Fundamentally, the company frankly reported information documenting that its candidate medicine was effective at treating the target conditions as defined by widely accepted metrics; it also reported that the candidate's safety characteristics were consistent with what was found in the phase 1 trials. The company has a drug that looks safe, and it looks like it works, at least preliminarily.

The fact that Structure's candidate might not surpass the best entrants in its category is a relevant concern for investors, but it isn't guaranteed to be a fatal problem for the business. In such a large market, there is a decent chance that the company will be able to find a niche where its candidate is the right tool for a given demographic of patients with specific medical needs. It's also plausible that it could try to compete on pricing, or by finding an unaddressed international market

Plus, major players like Eli Lilly are buying up GLP-1 RA pharmaceutical assets left, right, and center, with the goal of grabbing a slice of the market however they can, even if their products are commercialized years after the current set of leaders. That means Structure might be able to make a tidy profit by off-loading its most mature program, enabling it to invest in next-gen approaches that have a better shot at competing.
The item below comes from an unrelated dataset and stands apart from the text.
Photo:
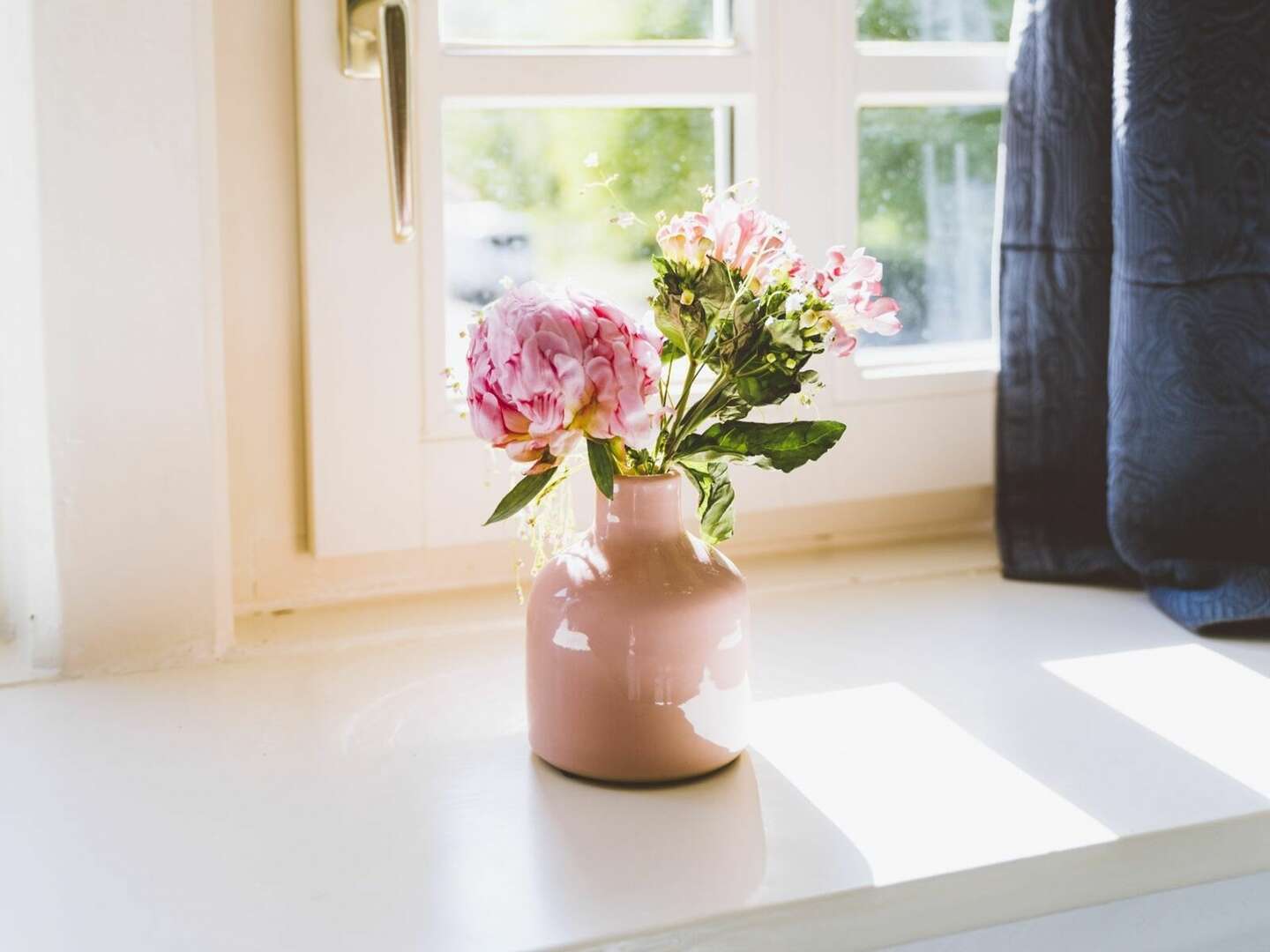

At present, there are no such offers in the works, but the ongoing level of business development activity in the field suggests that it's possible.

Appreciate the risks of investing now

Structure Therapeutics is doubtlessly a bruised biotech stock at the moment. Even if it can get regulators to approve GSBR-1290, it'll be arriving very late to a crowded market where powerful competitors have had years to entrench themselves. There is a decent chance that under those conditions, the company would still be able to find itself a small sliver of the market to hold on to, but it would be difficult for anyone to be excited about the stock.

All of this is to say that this is a risky stock to hold for the long term. The market's recent dumping of the stock was likely an overreaction that presents a potential opportunity for more risk-tolerant investors to take on the possible perils with a more favorable margin of safety than usual, but it isn't the right opportunity for everyone.

If you wouldn't usually opt to invest in pre-revenue biotech stocks, it's better to look elsewhere. On the other hand, if you're comfortable with investing in potential turnaround plays in biotech, this one could well be a great move for you.